Physical Design

Element Diagram


A.R.I.S. uses 5 sensors for navigation purposes.  In the front, we use a MB1010 sonar sensor.   The purpose of the MB1010 is to detect objects in front of A.R.I.S. up to 6 feet away.  To the left and right of the MB1010, we use MB1030 sonar sensors to detect objects on either side of A.R.I.S.  The MB1030 has a wider, but shorter ranged beam than the MB1010, therefore we mounted them on the side to detect any obstructions, such as table legs or chair legs, that A.R.I.S. could get caught on.  On both sides of A.R.I.S. and facing out (beam is perpendicular to A.R.I.S. movement), we have Sharp GP2Y0A60SZLF IR sensor.  These sensors will be used to detect objects on either side of A.R.I.S.  The information from IR sensors will be used to determine if A.R.I.S. can turn into doorway or when navigating around the rooms, it will reference the center counter.

3-Tier IR sensors

We have also developed our own sensor which utilizes an IR camera and Raspberry Pi Camera, connected to a Raspberry Pi 3, which then sends information via serial to our PIC32 microcontroller.  The IR Camera is used to detect the IR source, and will send information in the form of XY coordinates to the PIC32.  This information will be read and A.R.I.S. will drive towards the IR source.  The PI Camera is used for positive identification of IR source.   It will use OpenCV to verify the IR source.  In general, our Raspberry PI is a super sensor, which receives information from cameras, and transfers that information through UART ports on the PIC32.

See more information HERE

Motors and Motor Controller

We chose to implement a differential drive system into A.R.I.S.  The idea behind the 2WD setupt was to implement 0 degree radius turning and be able to travel at 1.5m/sec.  A.R.I.S. is equipped with 144mm in diameter by 29mm in width scooter wheels.  The competition takes place on tile floors, therefore polyurethane scooter wheels have the perfect traction.  To drive the wheels, we chose 70:1 gear ratio DC brushed motors.  At 12v, the motors deliver 150RPM and 300mA free-run.  This gives us the torque and acceleration we need as well as allows us to reach our top speed of 1.5m/sec.  These motors also have integrated quadrature encoders that provide a resolution of 64 counts per revolution of the motor shaft, which corresponds to 4480 counts per revolution of the gearbox's output shaft.  In order to drive our motors, we use a Dual VNH2SP30 Motor Driver.  The motor driver PCB consists of two VNH2SP30 H-bridges.  The board will take inputs from the microcontroller and output information to the motors.

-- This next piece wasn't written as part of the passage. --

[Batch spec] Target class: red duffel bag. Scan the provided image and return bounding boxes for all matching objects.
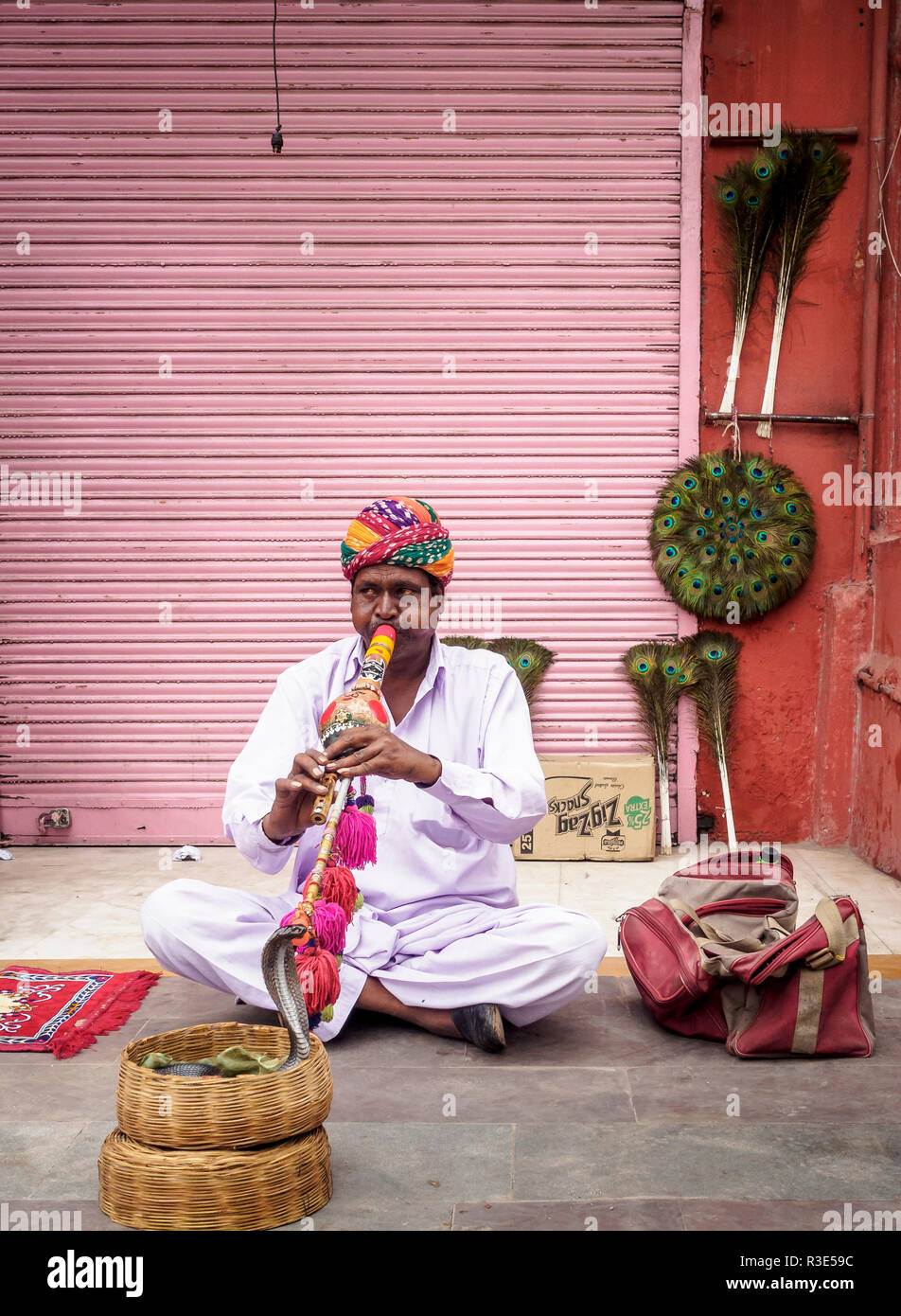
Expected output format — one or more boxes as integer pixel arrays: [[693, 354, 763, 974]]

For our power system, we chose a 14.8V 2200mAH LiPo battery which would be able to power our entire system for the duration of the competition, about 30-45mins.  The battery would be connected to two separate voltage regulators, 5v and 3.3v.  The 5V voltage regulator would be used to power our sensors, while the 3.3V voltage regulator would be used to power our microcontroller.

Extinguishing System

The Fire Extinguishing System uses a 150mL bottle as the water reservoir. We are using a DC motor water pump, similar to ones used in aquariums.  The pump is not self priming so we had to mount the pump at the bottom of the water bottle, in order to create self priming.  The water pump will be powered directly from the battery and will be triggered using an N-Channel MOSFET.